Kelly, I'll pray for you that the situation allows your son to take the free month of classes. My children took Tae Kwon Doe this fall and advanced to their yellow belts. They are 6 and 8, but there were kids from age 3 to much older than me. The classes were great for self-esteem and for physical condition. They also fostered a sense of helpfulness, in that the Sensei and her assistants would sometimes have the older children demonstrate new moves for the younger children. (All age kids had class together, then the adults would have separate classes.) There was a good atmosphere of cooperation.

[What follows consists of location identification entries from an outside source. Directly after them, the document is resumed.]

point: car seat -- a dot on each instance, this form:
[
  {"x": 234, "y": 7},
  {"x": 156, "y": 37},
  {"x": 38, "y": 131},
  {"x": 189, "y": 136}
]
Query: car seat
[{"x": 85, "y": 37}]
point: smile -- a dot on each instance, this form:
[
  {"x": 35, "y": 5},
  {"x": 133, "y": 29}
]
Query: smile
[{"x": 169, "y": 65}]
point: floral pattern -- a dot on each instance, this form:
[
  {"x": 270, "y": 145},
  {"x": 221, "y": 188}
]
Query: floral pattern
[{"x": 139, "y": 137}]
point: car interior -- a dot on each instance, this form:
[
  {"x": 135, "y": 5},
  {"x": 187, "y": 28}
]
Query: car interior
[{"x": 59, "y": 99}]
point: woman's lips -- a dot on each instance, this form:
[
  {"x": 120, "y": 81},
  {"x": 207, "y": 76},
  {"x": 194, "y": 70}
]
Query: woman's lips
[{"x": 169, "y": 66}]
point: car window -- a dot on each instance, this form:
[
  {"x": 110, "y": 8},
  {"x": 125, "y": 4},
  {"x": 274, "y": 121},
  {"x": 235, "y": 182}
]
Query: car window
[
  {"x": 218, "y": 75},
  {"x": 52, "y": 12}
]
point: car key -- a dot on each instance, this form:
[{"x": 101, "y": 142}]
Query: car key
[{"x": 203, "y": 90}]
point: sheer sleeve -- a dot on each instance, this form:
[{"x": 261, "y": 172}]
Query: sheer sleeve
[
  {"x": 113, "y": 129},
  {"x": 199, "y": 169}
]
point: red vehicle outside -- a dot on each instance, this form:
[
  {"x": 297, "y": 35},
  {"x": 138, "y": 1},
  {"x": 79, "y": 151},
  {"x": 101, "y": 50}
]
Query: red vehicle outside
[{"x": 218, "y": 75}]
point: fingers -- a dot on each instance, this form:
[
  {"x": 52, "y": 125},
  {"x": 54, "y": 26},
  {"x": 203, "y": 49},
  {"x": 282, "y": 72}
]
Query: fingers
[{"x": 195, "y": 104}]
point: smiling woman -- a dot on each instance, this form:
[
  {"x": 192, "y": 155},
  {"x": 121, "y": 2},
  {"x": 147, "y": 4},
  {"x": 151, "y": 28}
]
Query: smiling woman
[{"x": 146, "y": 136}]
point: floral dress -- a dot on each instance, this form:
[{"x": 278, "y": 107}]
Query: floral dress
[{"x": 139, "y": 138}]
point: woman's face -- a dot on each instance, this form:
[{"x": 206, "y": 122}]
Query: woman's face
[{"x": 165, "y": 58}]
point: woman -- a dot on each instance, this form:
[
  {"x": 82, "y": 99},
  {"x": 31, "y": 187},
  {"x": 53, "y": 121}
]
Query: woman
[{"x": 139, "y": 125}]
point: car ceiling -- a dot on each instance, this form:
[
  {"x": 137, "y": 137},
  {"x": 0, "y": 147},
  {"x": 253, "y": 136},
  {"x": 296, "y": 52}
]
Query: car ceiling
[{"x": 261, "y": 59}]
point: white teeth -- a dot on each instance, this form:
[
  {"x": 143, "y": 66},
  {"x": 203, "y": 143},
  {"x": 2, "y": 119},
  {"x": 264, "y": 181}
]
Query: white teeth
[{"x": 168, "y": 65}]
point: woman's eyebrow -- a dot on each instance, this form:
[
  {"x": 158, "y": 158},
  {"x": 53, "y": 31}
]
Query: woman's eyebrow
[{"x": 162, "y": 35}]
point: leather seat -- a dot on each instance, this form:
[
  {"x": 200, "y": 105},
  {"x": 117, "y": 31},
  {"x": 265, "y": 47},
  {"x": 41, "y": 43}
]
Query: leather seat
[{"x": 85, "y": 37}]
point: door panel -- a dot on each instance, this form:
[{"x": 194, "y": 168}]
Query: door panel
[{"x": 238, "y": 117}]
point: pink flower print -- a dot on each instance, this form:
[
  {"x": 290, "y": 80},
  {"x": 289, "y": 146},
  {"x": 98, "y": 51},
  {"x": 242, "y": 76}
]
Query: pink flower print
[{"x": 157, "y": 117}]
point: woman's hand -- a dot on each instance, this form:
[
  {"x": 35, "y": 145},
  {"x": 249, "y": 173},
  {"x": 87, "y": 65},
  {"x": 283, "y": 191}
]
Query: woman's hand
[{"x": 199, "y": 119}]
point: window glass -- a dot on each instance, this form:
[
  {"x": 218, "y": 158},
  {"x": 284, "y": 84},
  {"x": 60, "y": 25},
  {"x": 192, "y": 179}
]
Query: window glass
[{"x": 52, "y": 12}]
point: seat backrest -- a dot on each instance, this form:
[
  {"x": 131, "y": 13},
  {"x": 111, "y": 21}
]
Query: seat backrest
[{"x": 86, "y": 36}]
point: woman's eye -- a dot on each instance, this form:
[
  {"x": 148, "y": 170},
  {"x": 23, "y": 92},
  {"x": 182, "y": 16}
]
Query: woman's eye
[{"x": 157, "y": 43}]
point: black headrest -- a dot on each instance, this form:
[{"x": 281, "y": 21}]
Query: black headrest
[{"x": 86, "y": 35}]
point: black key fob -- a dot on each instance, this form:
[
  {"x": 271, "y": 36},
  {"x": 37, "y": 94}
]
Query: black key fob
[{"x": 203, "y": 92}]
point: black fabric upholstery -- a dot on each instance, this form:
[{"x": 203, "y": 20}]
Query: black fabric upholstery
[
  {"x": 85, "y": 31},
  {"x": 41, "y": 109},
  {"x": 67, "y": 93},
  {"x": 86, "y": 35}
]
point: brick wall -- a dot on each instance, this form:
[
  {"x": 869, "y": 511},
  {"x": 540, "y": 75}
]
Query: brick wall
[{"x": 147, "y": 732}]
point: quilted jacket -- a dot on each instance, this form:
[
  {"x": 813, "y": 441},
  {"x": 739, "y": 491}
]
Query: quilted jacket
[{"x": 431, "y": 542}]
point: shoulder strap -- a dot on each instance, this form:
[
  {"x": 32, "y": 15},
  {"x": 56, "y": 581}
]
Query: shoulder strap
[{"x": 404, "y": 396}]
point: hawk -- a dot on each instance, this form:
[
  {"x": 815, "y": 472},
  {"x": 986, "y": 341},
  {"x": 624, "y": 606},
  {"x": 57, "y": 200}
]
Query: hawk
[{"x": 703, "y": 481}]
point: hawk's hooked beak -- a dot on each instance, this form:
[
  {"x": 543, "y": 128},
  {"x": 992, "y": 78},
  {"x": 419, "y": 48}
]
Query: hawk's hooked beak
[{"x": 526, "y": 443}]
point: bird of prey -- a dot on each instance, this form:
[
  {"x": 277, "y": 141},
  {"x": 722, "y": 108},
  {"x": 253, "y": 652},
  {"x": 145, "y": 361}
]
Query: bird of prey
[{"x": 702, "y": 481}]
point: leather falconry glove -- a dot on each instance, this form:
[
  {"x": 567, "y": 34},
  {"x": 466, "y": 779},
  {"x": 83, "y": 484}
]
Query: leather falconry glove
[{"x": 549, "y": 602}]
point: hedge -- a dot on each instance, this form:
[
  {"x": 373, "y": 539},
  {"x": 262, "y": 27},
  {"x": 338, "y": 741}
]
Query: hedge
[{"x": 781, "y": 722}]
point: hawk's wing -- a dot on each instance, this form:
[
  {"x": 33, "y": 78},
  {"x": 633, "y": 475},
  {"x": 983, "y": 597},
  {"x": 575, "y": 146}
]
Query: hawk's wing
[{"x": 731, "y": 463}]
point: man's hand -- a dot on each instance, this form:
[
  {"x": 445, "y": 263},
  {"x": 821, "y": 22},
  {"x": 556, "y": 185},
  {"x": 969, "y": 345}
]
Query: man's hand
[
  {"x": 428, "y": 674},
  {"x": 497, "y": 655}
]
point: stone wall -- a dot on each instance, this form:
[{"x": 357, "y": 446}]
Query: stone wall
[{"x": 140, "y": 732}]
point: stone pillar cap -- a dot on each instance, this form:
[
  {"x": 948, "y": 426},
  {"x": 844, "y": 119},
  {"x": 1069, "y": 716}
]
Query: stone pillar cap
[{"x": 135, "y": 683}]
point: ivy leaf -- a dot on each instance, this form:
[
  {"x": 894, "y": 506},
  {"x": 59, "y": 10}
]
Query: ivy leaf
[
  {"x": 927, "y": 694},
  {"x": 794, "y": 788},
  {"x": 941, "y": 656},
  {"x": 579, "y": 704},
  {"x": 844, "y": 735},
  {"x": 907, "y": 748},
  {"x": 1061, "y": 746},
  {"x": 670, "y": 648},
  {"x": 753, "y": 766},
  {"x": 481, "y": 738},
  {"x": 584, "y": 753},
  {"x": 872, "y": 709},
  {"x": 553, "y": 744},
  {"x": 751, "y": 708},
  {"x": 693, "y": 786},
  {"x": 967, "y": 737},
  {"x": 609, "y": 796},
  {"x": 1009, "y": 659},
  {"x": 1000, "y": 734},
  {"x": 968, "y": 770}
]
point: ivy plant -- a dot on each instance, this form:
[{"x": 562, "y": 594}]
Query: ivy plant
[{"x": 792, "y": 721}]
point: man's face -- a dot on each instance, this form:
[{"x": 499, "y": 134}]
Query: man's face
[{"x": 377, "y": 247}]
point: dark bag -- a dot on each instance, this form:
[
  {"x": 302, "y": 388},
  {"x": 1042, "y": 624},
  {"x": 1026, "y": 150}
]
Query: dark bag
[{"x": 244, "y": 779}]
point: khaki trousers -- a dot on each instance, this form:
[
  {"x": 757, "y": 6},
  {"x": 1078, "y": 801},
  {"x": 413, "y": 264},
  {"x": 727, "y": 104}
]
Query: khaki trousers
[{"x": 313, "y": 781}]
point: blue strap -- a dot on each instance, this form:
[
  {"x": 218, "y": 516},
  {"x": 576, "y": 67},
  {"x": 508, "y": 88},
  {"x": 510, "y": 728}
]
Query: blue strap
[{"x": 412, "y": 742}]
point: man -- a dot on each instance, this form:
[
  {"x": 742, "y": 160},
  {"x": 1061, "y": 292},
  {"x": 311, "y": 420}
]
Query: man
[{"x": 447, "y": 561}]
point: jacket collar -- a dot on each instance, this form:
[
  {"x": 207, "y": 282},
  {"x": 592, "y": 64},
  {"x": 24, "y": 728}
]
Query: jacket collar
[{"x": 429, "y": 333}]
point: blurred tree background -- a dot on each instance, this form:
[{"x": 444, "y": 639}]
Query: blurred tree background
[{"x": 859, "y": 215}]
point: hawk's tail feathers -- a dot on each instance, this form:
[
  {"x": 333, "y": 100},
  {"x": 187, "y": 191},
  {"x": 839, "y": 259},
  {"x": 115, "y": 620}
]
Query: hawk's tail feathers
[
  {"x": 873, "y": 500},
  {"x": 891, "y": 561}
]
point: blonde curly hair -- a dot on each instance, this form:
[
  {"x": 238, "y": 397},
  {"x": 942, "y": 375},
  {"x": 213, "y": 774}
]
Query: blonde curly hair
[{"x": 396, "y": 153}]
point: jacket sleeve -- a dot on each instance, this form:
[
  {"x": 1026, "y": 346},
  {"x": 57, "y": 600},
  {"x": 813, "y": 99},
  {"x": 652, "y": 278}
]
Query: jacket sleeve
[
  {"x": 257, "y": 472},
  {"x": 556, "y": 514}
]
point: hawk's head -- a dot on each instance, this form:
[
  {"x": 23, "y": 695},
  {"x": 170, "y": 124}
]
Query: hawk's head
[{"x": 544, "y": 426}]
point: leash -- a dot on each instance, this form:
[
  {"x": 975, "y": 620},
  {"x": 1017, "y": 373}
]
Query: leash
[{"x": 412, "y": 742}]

I worked on a farm and we are all laid off each winter, so for the winter months we do activities that don't strain our lower budget, buy you can be sure that we will be back to karate next summer or fall.
-- Sheryl in ME (email@example.com), January 25, 2002.
My son is in Karate now for the past 4 years. We pay $45.00 a month and he goes twice a week. Believe me every penny is worth it. He has learned how to handle self defense situations, dealing in with those bullies and respect.
He also has a few class mates (all ages from 5 to 80) and all are treated equal and they show respect to one another as well as respect for those who have earned higher raking belts. There are a few with learning disabilities and they have done wonders with this program.
My son will become a Blackbelt this March at 18 and loves every minute of it. He is not into sports in school but he has brought his Karate team to his high school for a yearly demonstration which he also participates. At first the kids in the audience where making fun of the group but when they started to do breaking with wood, cement blocks,the kids went crazy and cheered them. He earned so much respect from kids in school who had previously picked on him.
I assure you your sons lack of self confidence will indeed improve from Karate. The small amount we pay monthly is well worth it. Don't hesitate he will thank you for it doew the road.